Whether you’re a start-up, limited liability corporation (LLC) or a sole proprietorship, an asset-based loan is key for expanding your company. These forms of loans are based on assets (such as inventory) that is used as collateral. You are essentially promising the bank/lender that your revenue will match (or surpass) their initial loan payment.
If you have a few minutes, I’d like to share some insights for making sure lenders look favourably on you.
1. Stand Strong
Business partners, colleagues and even your friends may try to deter you from taking out an asset-based loan. Citing risks such as default payment, using the process as scare tactics or even losing your business. Don’t listen to nay-sayers. If you’re the sole proprietary owner of your business, it is your business – and your path is yours to choose. If your company has positive financial statements, good reporting systems, and has consistently sold inventory (as well as customers who pay their bills on time)… you can secure an asset-based loan or auto loan without fuss.
2. Will You Be Happy?
There are many banks and financial institutions that will grant you the loan you desire. However, in the words of the immortal Felix Dennis (co-founder and CEO of Dennis Publishing): “Making money is a drug. Not the money itself, the making of money.” Felix shared this wisdom in his phenomenal “business bible”: How To Get Rich.
Since making money is a drug—and you certainly will make money from a loan—it’s important to ask yourself if the decision you’re about to make will make you “high”. If the loan you’re seeking will send you over the moon, do all you can to acquire it. If not, it’s time to keep searching for more institutions and lenders.

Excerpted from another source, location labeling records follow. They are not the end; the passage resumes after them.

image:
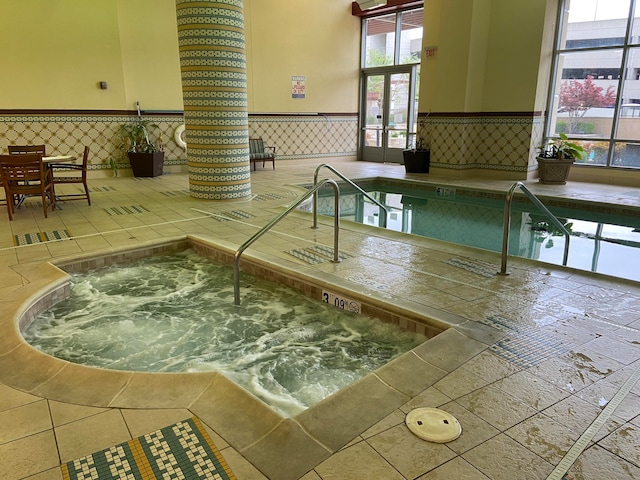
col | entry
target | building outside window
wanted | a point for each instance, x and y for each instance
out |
(391, 47)
(595, 92)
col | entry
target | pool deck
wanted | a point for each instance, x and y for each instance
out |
(529, 362)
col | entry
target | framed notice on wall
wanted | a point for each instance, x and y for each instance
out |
(297, 86)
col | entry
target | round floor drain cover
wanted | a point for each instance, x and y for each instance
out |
(433, 424)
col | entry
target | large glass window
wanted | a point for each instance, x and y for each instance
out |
(393, 39)
(595, 95)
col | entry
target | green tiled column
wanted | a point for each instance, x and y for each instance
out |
(214, 86)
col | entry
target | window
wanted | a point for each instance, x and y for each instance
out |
(393, 39)
(596, 88)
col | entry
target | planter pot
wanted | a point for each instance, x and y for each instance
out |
(416, 161)
(146, 164)
(553, 171)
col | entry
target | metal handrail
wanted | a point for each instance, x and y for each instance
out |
(507, 224)
(263, 230)
(383, 220)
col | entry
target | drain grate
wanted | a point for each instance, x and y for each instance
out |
(130, 210)
(267, 196)
(175, 193)
(479, 268)
(317, 254)
(40, 237)
(524, 346)
(232, 214)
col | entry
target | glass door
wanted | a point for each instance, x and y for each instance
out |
(388, 113)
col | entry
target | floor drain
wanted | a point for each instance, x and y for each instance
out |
(433, 425)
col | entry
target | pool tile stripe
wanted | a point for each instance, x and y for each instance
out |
(126, 210)
(524, 345)
(40, 237)
(182, 450)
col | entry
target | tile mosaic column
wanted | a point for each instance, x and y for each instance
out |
(214, 86)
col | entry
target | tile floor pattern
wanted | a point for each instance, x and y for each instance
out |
(181, 451)
(520, 414)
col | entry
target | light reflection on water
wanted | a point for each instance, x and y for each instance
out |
(602, 243)
(176, 313)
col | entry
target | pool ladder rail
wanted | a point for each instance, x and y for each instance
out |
(382, 218)
(507, 224)
(267, 227)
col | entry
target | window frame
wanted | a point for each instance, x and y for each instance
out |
(555, 81)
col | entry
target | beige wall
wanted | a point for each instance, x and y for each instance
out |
(60, 50)
(488, 55)
(317, 39)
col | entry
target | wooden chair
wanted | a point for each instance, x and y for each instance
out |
(23, 149)
(259, 151)
(23, 175)
(67, 173)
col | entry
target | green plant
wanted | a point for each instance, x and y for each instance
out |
(137, 137)
(562, 149)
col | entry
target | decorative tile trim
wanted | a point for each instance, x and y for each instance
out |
(183, 450)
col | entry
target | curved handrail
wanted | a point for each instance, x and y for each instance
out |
(263, 230)
(507, 224)
(383, 219)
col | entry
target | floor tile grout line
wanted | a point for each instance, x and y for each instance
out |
(580, 445)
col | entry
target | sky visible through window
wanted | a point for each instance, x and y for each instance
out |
(591, 10)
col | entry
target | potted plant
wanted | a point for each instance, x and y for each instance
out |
(555, 160)
(146, 156)
(418, 158)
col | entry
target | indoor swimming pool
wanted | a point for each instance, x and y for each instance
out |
(175, 313)
(602, 240)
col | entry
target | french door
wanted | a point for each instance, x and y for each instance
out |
(388, 113)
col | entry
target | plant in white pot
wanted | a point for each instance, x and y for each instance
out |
(145, 154)
(555, 160)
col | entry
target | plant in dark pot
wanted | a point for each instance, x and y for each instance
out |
(555, 160)
(146, 155)
(418, 158)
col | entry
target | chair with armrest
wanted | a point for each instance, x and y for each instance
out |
(68, 173)
(23, 149)
(259, 151)
(23, 175)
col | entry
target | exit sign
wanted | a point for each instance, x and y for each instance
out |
(430, 52)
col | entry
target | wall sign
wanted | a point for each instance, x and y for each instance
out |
(298, 86)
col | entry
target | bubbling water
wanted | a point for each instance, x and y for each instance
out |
(175, 313)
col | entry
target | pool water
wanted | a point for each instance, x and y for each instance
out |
(175, 313)
(602, 243)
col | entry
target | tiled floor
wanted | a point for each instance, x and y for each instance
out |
(579, 334)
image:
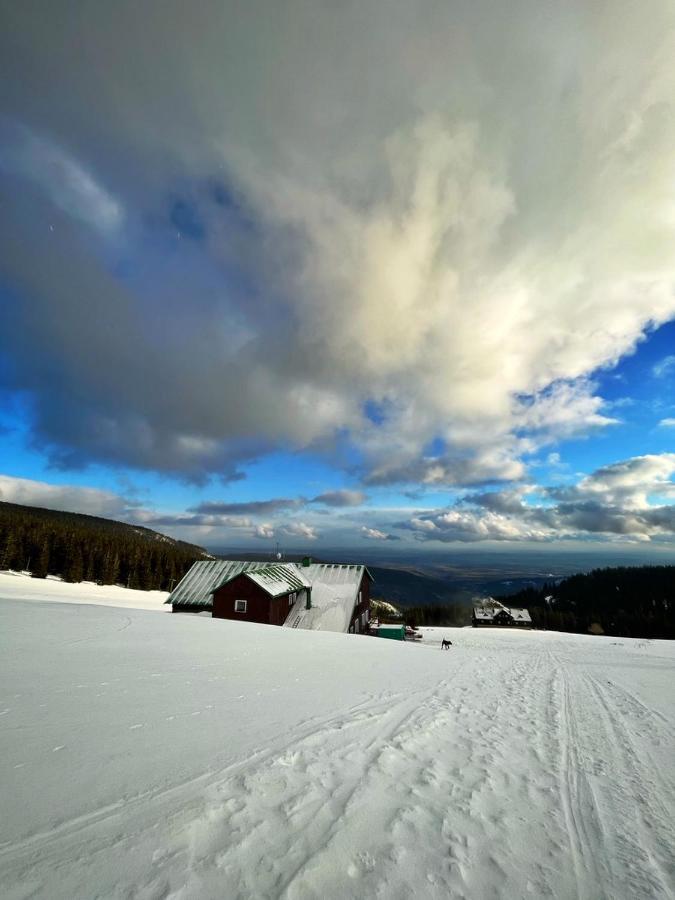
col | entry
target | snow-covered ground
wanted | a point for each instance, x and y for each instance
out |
(153, 756)
(21, 586)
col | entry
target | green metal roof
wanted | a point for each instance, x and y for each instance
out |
(275, 579)
(196, 589)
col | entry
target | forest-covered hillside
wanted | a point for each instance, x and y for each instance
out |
(88, 548)
(631, 602)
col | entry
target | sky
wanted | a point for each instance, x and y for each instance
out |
(339, 274)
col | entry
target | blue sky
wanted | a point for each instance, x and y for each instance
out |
(256, 288)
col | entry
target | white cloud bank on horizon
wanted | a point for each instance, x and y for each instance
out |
(454, 213)
(632, 500)
(71, 498)
(628, 500)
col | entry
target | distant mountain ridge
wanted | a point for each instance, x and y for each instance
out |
(82, 547)
(627, 601)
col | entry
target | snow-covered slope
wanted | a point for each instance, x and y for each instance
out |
(182, 757)
(21, 586)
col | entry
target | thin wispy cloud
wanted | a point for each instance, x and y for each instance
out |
(664, 367)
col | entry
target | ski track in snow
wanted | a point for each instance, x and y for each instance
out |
(517, 765)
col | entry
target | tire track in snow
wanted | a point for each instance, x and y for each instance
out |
(604, 792)
(154, 803)
(641, 793)
(583, 855)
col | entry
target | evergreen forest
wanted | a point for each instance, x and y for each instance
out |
(88, 548)
(629, 602)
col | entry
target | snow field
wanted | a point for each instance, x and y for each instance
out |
(21, 586)
(180, 757)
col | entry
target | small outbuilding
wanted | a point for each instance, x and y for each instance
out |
(494, 614)
(391, 632)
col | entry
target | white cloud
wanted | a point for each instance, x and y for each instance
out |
(435, 244)
(624, 501)
(60, 176)
(374, 534)
(300, 529)
(343, 497)
(664, 367)
(71, 498)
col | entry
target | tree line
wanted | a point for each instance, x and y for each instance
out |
(88, 548)
(627, 602)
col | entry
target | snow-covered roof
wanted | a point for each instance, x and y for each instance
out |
(486, 614)
(334, 588)
(277, 579)
(483, 612)
(520, 615)
(197, 586)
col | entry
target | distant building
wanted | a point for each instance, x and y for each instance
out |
(315, 596)
(495, 614)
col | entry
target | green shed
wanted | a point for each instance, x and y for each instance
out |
(392, 632)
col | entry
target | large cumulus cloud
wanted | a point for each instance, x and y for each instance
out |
(628, 500)
(242, 227)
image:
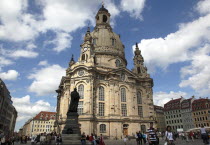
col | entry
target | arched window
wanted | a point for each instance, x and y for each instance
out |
(94, 41)
(104, 18)
(143, 128)
(113, 42)
(102, 128)
(81, 91)
(117, 62)
(101, 93)
(83, 57)
(123, 95)
(139, 99)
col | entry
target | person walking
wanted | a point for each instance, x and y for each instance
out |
(140, 136)
(92, 139)
(3, 140)
(137, 138)
(83, 139)
(169, 136)
(144, 136)
(191, 135)
(125, 140)
(101, 142)
(204, 135)
(58, 139)
(151, 135)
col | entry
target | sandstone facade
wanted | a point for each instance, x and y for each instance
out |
(115, 101)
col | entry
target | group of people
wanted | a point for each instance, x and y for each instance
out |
(7, 140)
(152, 138)
(93, 138)
(45, 138)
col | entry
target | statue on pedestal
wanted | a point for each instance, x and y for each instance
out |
(74, 101)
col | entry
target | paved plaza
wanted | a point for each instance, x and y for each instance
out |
(133, 142)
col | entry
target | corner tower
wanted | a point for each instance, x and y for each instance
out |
(114, 101)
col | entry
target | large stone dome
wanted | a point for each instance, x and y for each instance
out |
(104, 39)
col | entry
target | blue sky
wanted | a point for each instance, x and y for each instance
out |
(37, 39)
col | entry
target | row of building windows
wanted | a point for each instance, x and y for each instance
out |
(101, 109)
(113, 41)
(177, 127)
(201, 112)
(43, 122)
(174, 121)
(47, 126)
(201, 118)
(173, 116)
(101, 94)
(172, 112)
(204, 124)
(47, 130)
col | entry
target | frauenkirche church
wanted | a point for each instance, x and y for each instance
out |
(114, 100)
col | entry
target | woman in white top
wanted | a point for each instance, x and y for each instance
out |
(169, 136)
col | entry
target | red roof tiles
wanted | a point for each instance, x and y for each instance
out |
(43, 115)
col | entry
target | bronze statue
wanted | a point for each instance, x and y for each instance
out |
(74, 101)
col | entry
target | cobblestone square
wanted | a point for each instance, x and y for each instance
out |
(133, 142)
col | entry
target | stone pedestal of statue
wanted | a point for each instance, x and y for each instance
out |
(71, 134)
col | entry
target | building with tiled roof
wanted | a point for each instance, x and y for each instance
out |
(160, 118)
(201, 112)
(42, 122)
(186, 110)
(172, 112)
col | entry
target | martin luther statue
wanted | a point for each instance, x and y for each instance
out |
(74, 101)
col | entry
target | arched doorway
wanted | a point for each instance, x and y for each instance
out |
(125, 129)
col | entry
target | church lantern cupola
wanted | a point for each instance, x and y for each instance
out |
(139, 67)
(103, 17)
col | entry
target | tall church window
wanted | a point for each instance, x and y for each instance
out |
(143, 128)
(101, 93)
(138, 70)
(117, 62)
(102, 128)
(123, 95)
(94, 41)
(80, 108)
(81, 91)
(104, 18)
(113, 42)
(140, 111)
(124, 109)
(83, 57)
(139, 98)
(101, 109)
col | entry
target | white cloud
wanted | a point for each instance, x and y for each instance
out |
(26, 109)
(12, 16)
(176, 47)
(43, 63)
(160, 98)
(134, 7)
(10, 75)
(22, 53)
(46, 80)
(4, 62)
(62, 41)
(203, 6)
(62, 17)
(197, 74)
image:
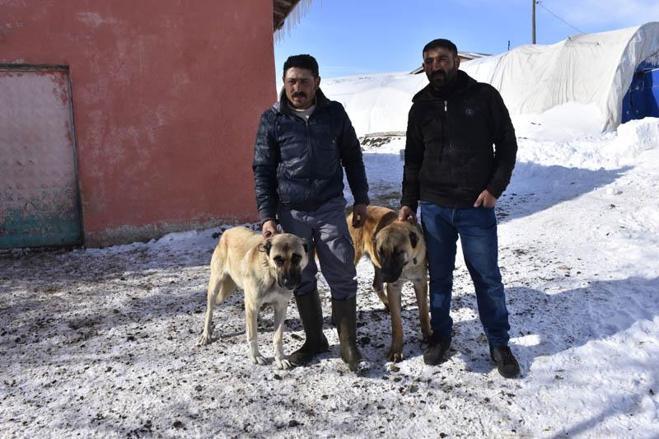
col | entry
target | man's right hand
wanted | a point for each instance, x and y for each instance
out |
(406, 214)
(269, 228)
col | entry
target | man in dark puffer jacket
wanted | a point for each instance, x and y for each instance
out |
(303, 143)
(453, 171)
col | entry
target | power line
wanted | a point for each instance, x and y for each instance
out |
(539, 3)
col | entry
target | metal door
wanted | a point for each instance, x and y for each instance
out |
(39, 201)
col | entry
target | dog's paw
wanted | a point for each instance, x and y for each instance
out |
(283, 363)
(258, 359)
(395, 355)
(204, 340)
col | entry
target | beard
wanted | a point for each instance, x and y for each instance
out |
(441, 78)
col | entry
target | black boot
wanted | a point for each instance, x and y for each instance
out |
(506, 363)
(436, 351)
(344, 316)
(311, 315)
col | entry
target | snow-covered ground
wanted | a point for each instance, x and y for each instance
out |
(101, 343)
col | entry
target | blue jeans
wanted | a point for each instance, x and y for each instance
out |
(477, 228)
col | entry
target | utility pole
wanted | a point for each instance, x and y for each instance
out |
(533, 23)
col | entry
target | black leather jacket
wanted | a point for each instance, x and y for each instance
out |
(449, 158)
(300, 163)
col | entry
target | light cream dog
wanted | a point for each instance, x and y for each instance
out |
(398, 253)
(267, 270)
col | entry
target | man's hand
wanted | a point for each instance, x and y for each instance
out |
(269, 228)
(485, 199)
(359, 213)
(407, 214)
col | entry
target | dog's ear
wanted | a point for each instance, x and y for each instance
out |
(266, 246)
(414, 239)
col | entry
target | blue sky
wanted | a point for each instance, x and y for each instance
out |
(350, 37)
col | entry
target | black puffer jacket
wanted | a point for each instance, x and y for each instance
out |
(300, 164)
(449, 159)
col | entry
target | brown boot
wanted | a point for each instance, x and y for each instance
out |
(344, 316)
(311, 315)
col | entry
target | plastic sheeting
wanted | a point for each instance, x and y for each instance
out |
(589, 69)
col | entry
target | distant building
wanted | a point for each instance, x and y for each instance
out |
(123, 120)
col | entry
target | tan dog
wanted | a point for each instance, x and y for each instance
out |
(267, 270)
(398, 253)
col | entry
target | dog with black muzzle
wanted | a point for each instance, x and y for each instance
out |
(267, 270)
(398, 253)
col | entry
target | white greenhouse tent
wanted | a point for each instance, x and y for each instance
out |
(593, 69)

Remain calm as you assess the loan amount (how much you will borrow, how much you’ll use on down payment), the annual percentage rate (which is usually determined by your credit rating) and the loan term/length.
3. Hone Your Negotiation Skills
Collateral is an extra layer of security that shows lenders you have an alternative form of loan repayment. These can include property you own, your business’s inventory, or cash savings and deposits. Keep these tips in mind to help your chances of being accepted by lenders:
- Keep detailed and thorough records of your asset(s) worth
- Know what you can and cannot use as collateral (title of ownership, homes, cars, watercraft etc.)
- Know how to negotiate the loan and its term and conditions whenever possible (“Negotiating As If Your Life Depended On It” by Christopher Voss is one resource that will help you perfect your communication skills and negotiation strategies)
4. Remain Calm
The ordeal of loans—and paying them back in full—can leave many of us overwhelmed. (Especially while you’re speaking to a lender in person.) It’s entirely reasonable to become a “stress junkie”, especially if the return payment deadline is looming in.
It is essential, then, to rationally asses all of your other choices and options during this whole process.
It’s entirely within your power to focus on the task at hand: having the thrill of your lifetime expanding your business while generating higher revenue. One way to do that is try out various calming meditation methods to remain clear-headed, peaceful and objective.
Remember: lenders will look at your company’s history, business credit, annual revenues, balance sheets and your equity contributions. A credit check will be issued, which will be no problem if you operate a healthy business.